The problem was that, notwithstanding the glorious projected flames, the finale was far too functional, not pictorial nor grand enough for anything close to the epic’s climactic ending (which for Brünnhilde should have been triumphant; for the gods, cataclysmic). And the unceremonious treatment of Siegfried’s corpse was ugly. It wasn’t borne off on the Gibichungs’ shoulders during the glorious Funeral March but tossed around like slaughtered game and later literally dumped onto the pyre: unforgivable. A tacky streak keeps recurring like a leitmotiv, such as the automatic rifles carried by the Gibichung hunting party, even Siegfried. As for the men in camouflage suits, bearing automatic rifles for hunting? Great sports. If they’d been wearing NRA badges, that would have been a statement, and consistent.

Stacey Tappan (Woglinde), Lauren McNeese (Wellgunde), and Renée Tatum (Flosshilde)

The singers won out anyway. Silvestrelli, who sings the giant Fasolt in Das Rheingold, has a voice appropriately copious in all dimensions and as dark as villainy wants to be. As Hagen, he moves around like a soccer player trying to get away with sinister moves, or maybe like a manic tarantula. As Gunther, Hagen’s tool, Gerd Grochowski played well the duller of the brothers, deftly balancing the pose of pridefulness with deliberate “innocence,” his voice a fairly robust and rich dramatic baritone. Melissa Citro portrayed the sister Gutrune amusingly as an ingenuous/disingenuous and not very bright vamp, slinky in her floor-length gowns and pushed-up décolleté and waist-length blonde hair. She sang in a shiny, “silver-plated” sounding soprano voice with a shivery vibrato.

Daveda Karanas, as the fine second Norn, doubled as Waltraute, making the Valkyries’ visit to implore Brünnhilde to give up the Ring as gripping as it must be. The three Rhinemaidens, Stacey Tappan (the delightful Forest Bird in Siegfried), Lauren McNeese, and Renée Tatum, sported about, around, and even on Siegfried seductively and sang their delicious music suavely. Now terrestrial creatures, they are discovered at the opening of Act 3, cleaning up the polluted banks of the Rhine, amid discarded tires and other detritus, collecting yards of plastic bottles into their trash bags. One of them, seizing Siegfried’s rifle, mockingly holds it in front of her as a phallic display.

Deft Directorial Touches

Director Zambello applied some delightful and entertaining touches. When departing from Brünnhilde in Act 1, Siegfried was still wearing his security blanket: the green scarf he inherited from his mother, Sieglinde (he apparently loses it during his fall from grace). At the opening of Act 2, Gutrune and her brother Hagen are discovered on an emperor-size bed watching TV (in the audience’s direction), the screen denoted by a projection of TV snow on the scrim between.

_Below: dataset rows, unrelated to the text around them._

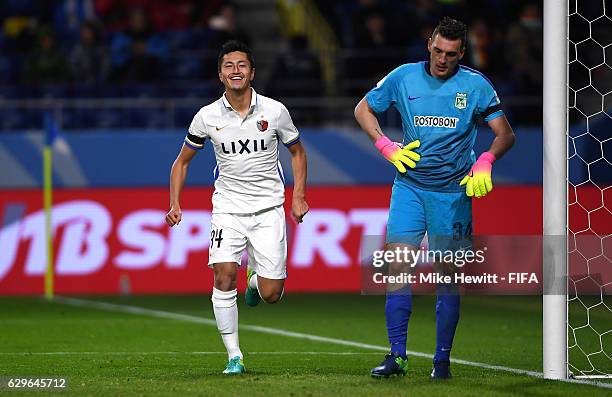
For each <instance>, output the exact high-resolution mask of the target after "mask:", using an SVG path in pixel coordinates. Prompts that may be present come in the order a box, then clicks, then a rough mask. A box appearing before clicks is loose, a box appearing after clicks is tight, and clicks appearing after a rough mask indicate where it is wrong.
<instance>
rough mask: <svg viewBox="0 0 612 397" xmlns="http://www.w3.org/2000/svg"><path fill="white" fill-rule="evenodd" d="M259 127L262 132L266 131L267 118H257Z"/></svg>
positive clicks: (266, 127) (266, 124) (266, 129)
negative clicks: (261, 118) (260, 119)
mask: <svg viewBox="0 0 612 397" xmlns="http://www.w3.org/2000/svg"><path fill="white" fill-rule="evenodd" d="M257 129H258V130H259V131H261V132H264V131H265V130H267V129H268V121H267V120H257Z"/></svg>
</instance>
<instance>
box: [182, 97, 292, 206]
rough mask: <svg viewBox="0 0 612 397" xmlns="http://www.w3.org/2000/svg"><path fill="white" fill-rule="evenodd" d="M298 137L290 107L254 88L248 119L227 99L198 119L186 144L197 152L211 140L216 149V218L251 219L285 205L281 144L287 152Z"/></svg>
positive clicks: (214, 106) (196, 114) (246, 117)
mask: <svg viewBox="0 0 612 397" xmlns="http://www.w3.org/2000/svg"><path fill="white" fill-rule="evenodd" d="M299 138H300V135H299V133H298V131H297V129H296V128H295V126H294V125H293V121H292V120H291V116H290V115H289V111H288V110H287V108H286V107H285V106H284V105H283V104H282V103H280V102H278V101H275V100H273V99H271V98H268V97H265V96H262V95H258V94H257V93H256V92H255V90H253V89H252V96H251V106H250V109H249V111H248V113H247V116H246V117H245V118H244V119H243V118H242V117H241V116H240V114H239V113H238V112H237V111H235V110H234V109H233V108H232V106H231V105H230V103H229V102H228V100H227V98H226V97H225V94H223V96H222V97H221V98H219V99H218V100H216V101H215V102H213V103H211V104H210V105H208V106H205V107H203V108H202V109H200V111H199V112H198V113H197V114H196V115H195V117H194V118H193V121H192V122H191V125H190V126H189V133H188V134H187V137H186V138H185V144H187V145H188V146H190V147H191V148H193V149H196V150H199V149H202V148H203V147H204V143H205V141H206V139H210V141H211V142H212V144H213V146H214V150H215V157H216V160H217V166H216V167H215V170H214V173H215V192H214V193H213V199H212V202H213V213H230V214H252V213H255V212H259V211H261V210H264V209H267V208H272V207H276V206H279V205H281V204H283V202H284V201H285V187H284V176H283V170H282V168H281V165H280V162H279V159H278V143H279V141H280V142H282V143H283V144H284V145H285V146H287V147H289V146H291V145H293V144H295V143H297V142H298V141H299Z"/></svg>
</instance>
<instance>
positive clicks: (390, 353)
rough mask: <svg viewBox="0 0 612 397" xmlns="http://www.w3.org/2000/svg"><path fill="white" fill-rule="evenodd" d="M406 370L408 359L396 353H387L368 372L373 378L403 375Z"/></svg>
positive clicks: (403, 374) (404, 373) (406, 370)
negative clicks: (377, 365)
mask: <svg viewBox="0 0 612 397" xmlns="http://www.w3.org/2000/svg"><path fill="white" fill-rule="evenodd" d="M407 372H408V360H407V359H405V358H402V357H401V356H400V355H399V354H397V353H389V354H387V355H386V356H385V359H384V361H383V362H382V363H381V364H380V365H379V366H378V367H376V368H374V369H373V370H372V371H370V374H371V375H372V377H373V378H388V377H389V376H391V375H401V376H404V375H406V373H407Z"/></svg>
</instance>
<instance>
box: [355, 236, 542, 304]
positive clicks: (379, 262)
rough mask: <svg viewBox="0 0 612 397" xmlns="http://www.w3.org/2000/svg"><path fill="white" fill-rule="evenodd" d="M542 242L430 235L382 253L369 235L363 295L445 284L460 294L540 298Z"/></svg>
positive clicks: (515, 238)
mask: <svg viewBox="0 0 612 397" xmlns="http://www.w3.org/2000/svg"><path fill="white" fill-rule="evenodd" d="M541 243H542V239H541V237H540V238H533V237H532V236H478V237H474V238H473V239H470V240H465V239H463V240H460V241H457V240H454V239H453V238H452V237H450V238H447V237H446V236H431V237H430V238H429V239H426V240H425V241H423V242H422V243H421V244H420V246H415V245H412V244H410V243H409V242H406V243H404V242H402V243H397V244H392V243H390V245H388V246H387V249H381V248H382V246H383V245H384V244H385V237H384V236H370V238H368V239H364V240H362V247H361V256H360V257H361V264H362V266H361V275H362V276H361V284H362V293H363V294H384V293H386V291H389V290H392V291H396V290H398V288H401V287H402V286H408V287H410V290H411V291H412V293H416V294H429V293H436V289H437V288H439V287H441V286H442V285H448V286H449V287H450V288H458V289H456V291H458V292H459V293H475V294H519V295H522V294H541V293H542V272H541V269H542V267H541V265H540V264H539V263H540V262H541V247H542V244H541ZM388 244H389V243H388ZM416 247H418V248H416Z"/></svg>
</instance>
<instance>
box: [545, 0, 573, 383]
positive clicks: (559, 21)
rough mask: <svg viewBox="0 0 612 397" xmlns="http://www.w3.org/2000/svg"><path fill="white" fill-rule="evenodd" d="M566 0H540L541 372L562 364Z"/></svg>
mask: <svg viewBox="0 0 612 397" xmlns="http://www.w3.org/2000/svg"><path fill="white" fill-rule="evenodd" d="M567 6H568V4H567V0H544V43H546V45H545V46H544V92H543V97H544V109H543V111H544V125H543V127H544V139H543V146H544V147H543V151H544V153H543V154H544V162H543V188H544V214H543V215H544V217H543V232H544V235H543V253H544V257H543V264H544V269H543V276H544V279H543V281H544V288H543V296H542V300H543V330H542V331H543V335H542V336H543V343H542V345H543V372H544V378H545V379H565V378H567V376H568V369H567V21H568V19H567V14H568V8H567Z"/></svg>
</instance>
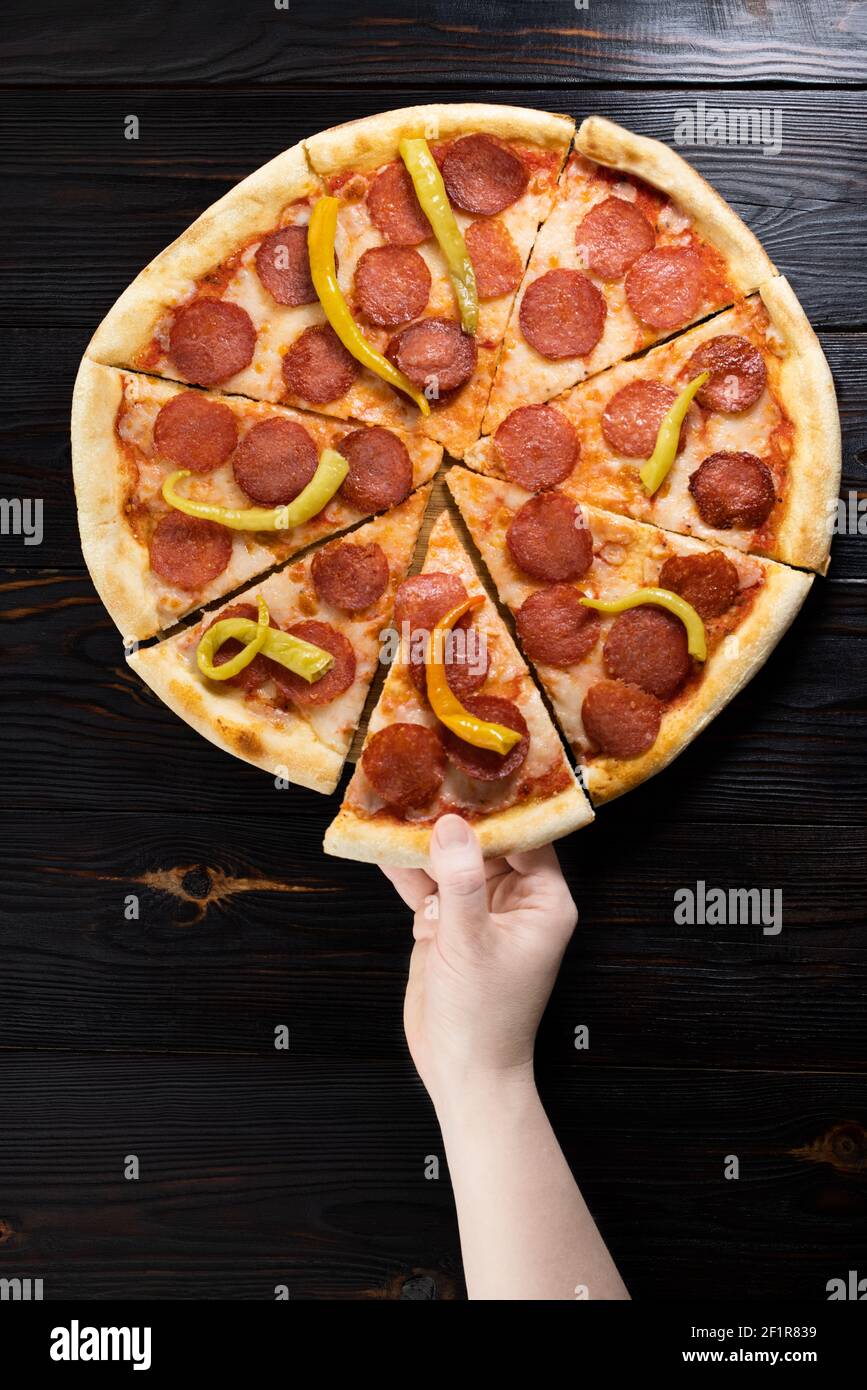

Michaell Yeargan’s post-Corbusier design of the Gibichungs’ living room, entrance, and great hall presents spacious sheets of glass framed in shiny steel with spare “moderne” furnishings in the manner of glossy magazines.

Jan Hartley’s and S. Katy Tucker’s projections, again a major element, merit an award. The flow and billowing of clouds is a recurrent interlude theme. There are the outlines of dark industrial structures, buildings, cracking towers, and the like. Siegfried’s “Rhine Journey” is taken via an overhead filmed depiction in black and white over a grim landscape, the environment ravaged, the bed of the Rhine desiccated. On his return trip to abduct Brünnhilde, accompanied by sinister music, the images are more somber, through narrow rock crevasses and canyons.

The orchestra, under Donald Runnicle’s masterful conducting of this dramatic symphony, deserves full praise. The orchestral melody shapes, structures, characterizes, drives, and carries this epic. It was finely integrated with the stage, making the singers part of the orchestra, which in turn was the acting force, the narrator. While the strings have the most difficult and consuming music, the winds (especially horns and brass) skate on the thinnest of ice: One blooped note, and the drama plunges into cold water. (There were none.) Thanks to the musicians, instrumental as well as vocal, the experience was of a complete work of art.